Our B. s. detector addresses the global problem of malaria misdiagnosis. It is a DNA-based detection tool using Bacillus subtilis as a chassis, taking advantage of innate homologous recombination mechanisms. The bacteria exists in spore form, simply hydrated for activation. This feature will eliminate the need for refrigeration both during transport and long-term storage. Given its robust nature, our device should have the ability to function in even the modestly equipped clinics and laboratories.

A small blood sample obtained from the patient is amplified using isothermal PCR, circumventing the need for hefty machinery to carry out thermocycling. This process is supplemented with a specialized Taq polymerase that is able to function well in the presence of blood.The amplified product then travels to chambers containing B. subtilis engineered with pathogen-specific complementary flanking regions around the repressor in our genetic circuit. Thus, when B. subtilis is transformed with the product (via xylose induction) and target DNA is present, the flanking regions switch out the repressor. When the repression is lifted, the reporter becomes active. This results in a colour output.

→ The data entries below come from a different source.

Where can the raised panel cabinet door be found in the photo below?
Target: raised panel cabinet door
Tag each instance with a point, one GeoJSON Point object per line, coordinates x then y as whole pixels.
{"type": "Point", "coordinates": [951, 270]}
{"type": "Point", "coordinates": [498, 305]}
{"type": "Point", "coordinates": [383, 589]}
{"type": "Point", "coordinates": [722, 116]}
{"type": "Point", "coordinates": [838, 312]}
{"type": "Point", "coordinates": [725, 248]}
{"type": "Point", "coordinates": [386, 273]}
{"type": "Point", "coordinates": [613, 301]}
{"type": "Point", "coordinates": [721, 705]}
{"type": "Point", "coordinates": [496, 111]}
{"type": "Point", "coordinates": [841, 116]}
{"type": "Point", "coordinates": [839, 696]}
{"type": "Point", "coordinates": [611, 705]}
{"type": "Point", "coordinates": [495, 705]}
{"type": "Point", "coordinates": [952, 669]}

Thus, a colour output is given when the target DNA is present to cause de-repression of the reporter circuit.

Figure 1: A 3D model of our final system: three secondary chambers are attached to the central chamber at 120° for equal fluid flow. Combining aspects of isothermal PCR, bacterial sporulation, and a simple binary colorimetric output, our device offers a multiplexed, low-cost diagnostic solution capable of functioning anywhere in the world.